I spoke to Susan Milligan of US News about President Trump’s effect on the down-ballot races.
On the House side, Democrats hold 31 seats in districts Trump won in 2016, notes GOP operative Liam Donovan, and the GOP’s plan to retake the House hinges on picking up those seats.
“Trump is the linchpin of this plan and, if he can reprise his 2016 performance, it’s very much in play. But in an environment where Biden wins by 9 or 10, as polls currently show, Trump may only carry a handful of them at best. In that scenario, not only does he lack coattails, but he could cost Republicans seats they managed to hang onto during the 2018 wave,” adds Donovan, a former finance director at the National Republican Senatorial Committee who is now a principal at Bracewell LLP, a legal and government relations firm.
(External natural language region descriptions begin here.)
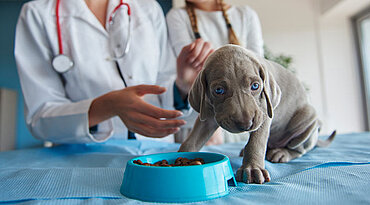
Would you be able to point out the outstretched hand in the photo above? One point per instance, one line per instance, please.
(138, 116)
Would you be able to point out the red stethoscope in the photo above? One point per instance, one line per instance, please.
(62, 63)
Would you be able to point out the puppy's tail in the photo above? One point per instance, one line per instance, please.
(327, 142)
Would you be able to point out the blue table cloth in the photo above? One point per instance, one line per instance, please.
(92, 174)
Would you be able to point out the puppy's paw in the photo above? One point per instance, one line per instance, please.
(252, 174)
(281, 155)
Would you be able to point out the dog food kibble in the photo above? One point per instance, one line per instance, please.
(178, 162)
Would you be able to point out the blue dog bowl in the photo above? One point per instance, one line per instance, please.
(178, 184)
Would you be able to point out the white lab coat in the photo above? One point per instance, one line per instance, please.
(57, 111)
But the map for Biden is widening, making such scenarios harder for Republicans, experts note. Early this year, it appeared that Wisconsin was going to be tough for Biden, with Michigan and Pennsylvania still battlegrounds and Florida more favorable to the GOP. Republicans had hoped their own map would expand to include Minnesota and New Hampshire, states Democratic nominee Hillary Clinton won in 2016.
But now, polling and political handicappers have broadened the battlegrounds to include North Carolina, Arizona, Georgia, Iowa, Ohio and even the GOP’s longtime behemoth, Texas.
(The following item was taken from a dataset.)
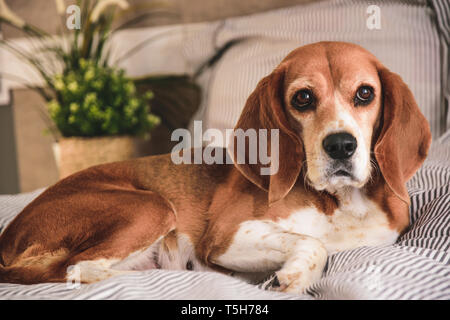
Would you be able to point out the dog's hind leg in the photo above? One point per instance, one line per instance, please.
(134, 224)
“At the end of the day, a rising presidential tide lifts all boats – and the same is true in the other direction. With Arizona and North Carolina as toss-ups, those senators need to hold virtually every Trump voter to have a chance,” Donovan says.
“And with states like Iowa, Georgia and Texas showing signs of being in play, the next tier of Senate races is starting to come online. In virtually all of these instances, the president and down-ballot Republicans will be politically co-dependent.”
With a president himself desperately in need of a boost, the Senate boats are in rough waters.